脊髓缺血再灌注损伤(SCII)通常会导致不可改变的神经功能缺损,这可能与氧化应激和炎症引起的细胞凋亡有关。虾青素(AST)是一种强抗氧化剂和抗炎剂,具有多目标神经保护作用。这项研究旨在探讨AST对SCII的潜在治疗作用及其分子机制。建立SCII腹主动脉闭塞40分钟的大鼠模型,以研究AST对SCII恢复的影响。Tarlov评分用于评估神经元功能;HE和TUNEL染色用于观察病变的病理形态。使用商业检测试剂盒测量神经元的氧化应激和炎症。进行流式细胞术以评估线粒体肿胀程度。此外,Western blot法检测PI3K / Akt /GSK-3β途径相关蛋白以及NOX2和NLRP3蛋白的表达。结果表明,AST预处理可促进后肢运动功能的恢复,并减轻SCII引起的病理损伤。此外,AST显着增强了抗氧化应激反应并减轻了线粒体肿胀。但是,AST预处理几乎不能抑制SCII后促炎细胞因子的水平。最重要的是,AST激活了p-Akt和p-GSK-3β的表达水平。同时,发现与LY294002(PI3K抑制剂)共同处理可消除上述AST预处理所观察到的保护作用。总体,这些结果表明,AST预处理不仅减轻病理组织损伤,而且还有效地改善了SCII后的神经功能恢复,主要是通过减轻氧化应激反应而不是抑制炎症。AST可能的潜在分子机制可能主要归因于PI3K / Akt /GSK-3β途径的激活。
更新日期:2020-07-23
中文翻译:
虾青素通过激活大鼠的PI3K / Akt /GSK-3β途径减轻脊髓缺血再灌注损伤。

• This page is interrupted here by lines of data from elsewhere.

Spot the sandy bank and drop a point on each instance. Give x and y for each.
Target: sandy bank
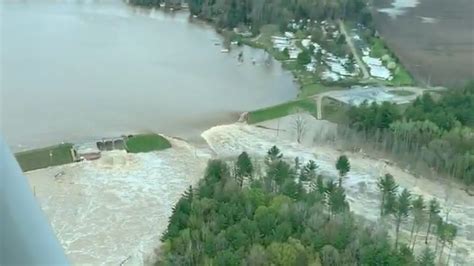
(116, 208)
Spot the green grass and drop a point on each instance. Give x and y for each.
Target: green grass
(45, 157)
(401, 92)
(147, 143)
(378, 48)
(401, 77)
(311, 89)
(334, 111)
(281, 110)
(266, 33)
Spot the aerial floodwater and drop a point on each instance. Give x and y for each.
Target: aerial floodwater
(433, 38)
(82, 70)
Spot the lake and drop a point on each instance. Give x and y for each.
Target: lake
(81, 70)
(433, 38)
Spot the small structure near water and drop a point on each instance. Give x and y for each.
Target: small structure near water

脊髓缺血再灌注损伤(SCII)通常会导致不可改变的神经功能缺损,这可能与氧化应激和炎症引起的细胞凋亡有关。虾青素(AST)是一种强抗氧化剂和抗炎剂,具有多目标神经保护作用。这项研究旨在探讨AST对SCII的潜在治疗作用及其分子机制。建立SCII腹主动脉闭塞40分钟的大鼠模型,以研究AST对SCII恢复的影响。Tarlov评分用于评估神经元功能;HE和TUNEL染色用于观察病变的病理形态。使用商业检测试剂盒测量神经元的氧化应激和炎症。进行流式细胞术以评估线粒体肿胀程度。此外,Western blot法检测PI3K / Akt /GSK-3β途径相关蛋白以及NOX2和NLRP3蛋白的表达。结果表明,AST预处理可促进后肢运动功能的恢复,并减轻SCII引起的病理损伤。此外,AST显着增强了抗氧化应激反应并减轻了线粒体肿胀。但是,AST预处理几乎不能抑制SCII后促炎细胞因子的水平。最重要的是,AST激活了p-Akt和p-GSK-3β的表达水平。同时,发现与LY294002(PI3K抑制剂)共同处理可消除上述AST预处理所观察到的保护作用。总体,这些结果表明,AST预处理不仅减轻病理组织损伤,而且还有效地改善了SCII后的神经功能恢复,主要是通过减轻氧化应激反应而不是抑制炎症。AST可能的潜在分子机制可能主要归因于PI3K / Akt /GSK-3β途径的激活。